Миша, невольно, а точнее, безвольно повинуясь другу, прислушался. И поначалу ничего не уловил: в ушах его всё ещё стоял звон, рождённый недавними криками Димона, слишком резко разорвавшими царившую до этого в погребе абсолютную тишину. Но постепенно звон утих, и во вновь наступившем глубоком безмолвии Миша довольно чётко различил приглушённое шуршание и сливавшееся с ним тонкое попискивание.
– Что это? – по-прежнему плохо соображая, вымолвил он, удивлённо взглянув на товарища.
Тот выразительно вскинул бровь.
– Мышь. Или крыса… Кажись, где-то там, – он кивнул на дальний угол помещения, где за дощатой загородкой была свалена картошка, и направил туда свет фонаря.
Миша, как и прежде недоумевая, обратил туда же потерянный, непонимающий взгляд. И так же растерянно протянул:
– И что-о?.. Что нам это даёт?
– А вот сейчас посмотрим, – сквозь стиснутые зубы процедил Димон. – Авось что-нибудь и даст.
И двинулся в указанном направлении, провожаемый безучастным, чуть одурелым взором приятеля. Пару минут он безразлично и бездумно смотрел на Димона, который, сначала, будто в раздумье, остановившись перед грудой картофеля, затем, словно уловив или почуяв что-то, упал на колени и принялся разгребать эту довольно внушительную кучу обеими руками, разбрасывая картофелины в разные стороны и глухо рыча от охватившего его странного, непонятного воодушевления. Могло показаться, что он обезумел. Что безнадёжность их положения, мысли о близкой смерти, начинавшееся удушье разрушительно подействовали на его мозг, не выдержавший такого напряжения, давший сбой и от недостатка кислорода начавший угасать. Но Мише, похоже, не было до этого никакого дела. Некоторое время поглядев на неистовствовавшего напарника пустыми, стеклянными глазами, он, видимо утомившись этим необычным зрелищем, опустил веки, уронил на грудь упорно клонившуюся вниз бронзовевшую голову и стал понемногу оседать на пол.
Но Димон не дал ему снова впасть в забытьё, на этот раз уже вполне могшее стать смертельным. Он вдруг прекратил свои размашистые беспорядочные движения и огласил погреб оглушительным ликующим воплем:
– Смотри, Мишаня! Смотри-и-ы!..
Миша, словно недовольный тем, что неугомонный товарищ не даёт ему покоя и то и дело нарушает его сон, поморщился, как если бы готовился заплакать, и обратил на друга апатичный, ничего не выражавший взгляд.
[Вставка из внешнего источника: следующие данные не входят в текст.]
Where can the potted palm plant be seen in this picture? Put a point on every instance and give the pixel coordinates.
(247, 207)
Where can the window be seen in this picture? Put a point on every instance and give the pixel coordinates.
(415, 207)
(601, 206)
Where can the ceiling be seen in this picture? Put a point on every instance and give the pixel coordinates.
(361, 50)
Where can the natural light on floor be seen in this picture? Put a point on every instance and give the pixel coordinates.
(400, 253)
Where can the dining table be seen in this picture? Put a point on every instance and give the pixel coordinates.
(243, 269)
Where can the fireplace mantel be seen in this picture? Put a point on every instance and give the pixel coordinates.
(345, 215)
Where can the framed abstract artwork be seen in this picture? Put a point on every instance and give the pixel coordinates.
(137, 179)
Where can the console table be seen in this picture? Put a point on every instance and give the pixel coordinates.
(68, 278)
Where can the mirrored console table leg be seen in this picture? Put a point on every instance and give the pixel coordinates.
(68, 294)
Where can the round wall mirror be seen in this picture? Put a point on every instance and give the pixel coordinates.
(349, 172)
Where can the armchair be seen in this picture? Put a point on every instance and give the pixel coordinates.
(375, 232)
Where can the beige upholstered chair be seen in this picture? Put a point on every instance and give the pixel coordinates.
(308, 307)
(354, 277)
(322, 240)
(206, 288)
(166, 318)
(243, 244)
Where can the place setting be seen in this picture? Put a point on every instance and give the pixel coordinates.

Но тот, в своём радостном возбуждении, по-прежнему несколько напоминавшем сумасшествие, не замечая этого, энергично махал рукой и, не переставая, подгонял чуть живого приятеля:
– Давай, давай, ползи сюда. Резче! Ты погляди только, что тут такое!
Но вялый, инертный Миша не спешил двигаться с места. На его мертвенно бледном, изнурённом лице, как и прежде, было написано недовольство и недоумение. А кроме того, смертельная усталость и безмерное равнодушие. К окружающему миру, которому не было больше до него никакого дела, шумевшему где-то там, наверху, за пределами тесного, заставленного банками и заваленного картошкой погреба, которому суждено было стать его могилой. К самому себе, своей участи, своей уже едва теплившейся в нём, утекавшей из него по капле жизни. К обезумевшему напарнику, не перестававшему оживлённо жестикулировать и настойчиво призывать его смотреть на что-то. Но он меньше всего хотел сейчас смотреть на что-то, пусть даже очень любопытное и интригующее. Он желал только одного – поскорее лечь на этот влажный ледяной пол, уронить голову на его неровную шероховатую поверхность, по которой бегали юркие скользкие мокрицы, и закрыть глаза. Чтобы, вероятнее всего, никогда уже не открыть их, погрузившись в глубокий, беспредельный и безбрежный, длиною в вечность сон.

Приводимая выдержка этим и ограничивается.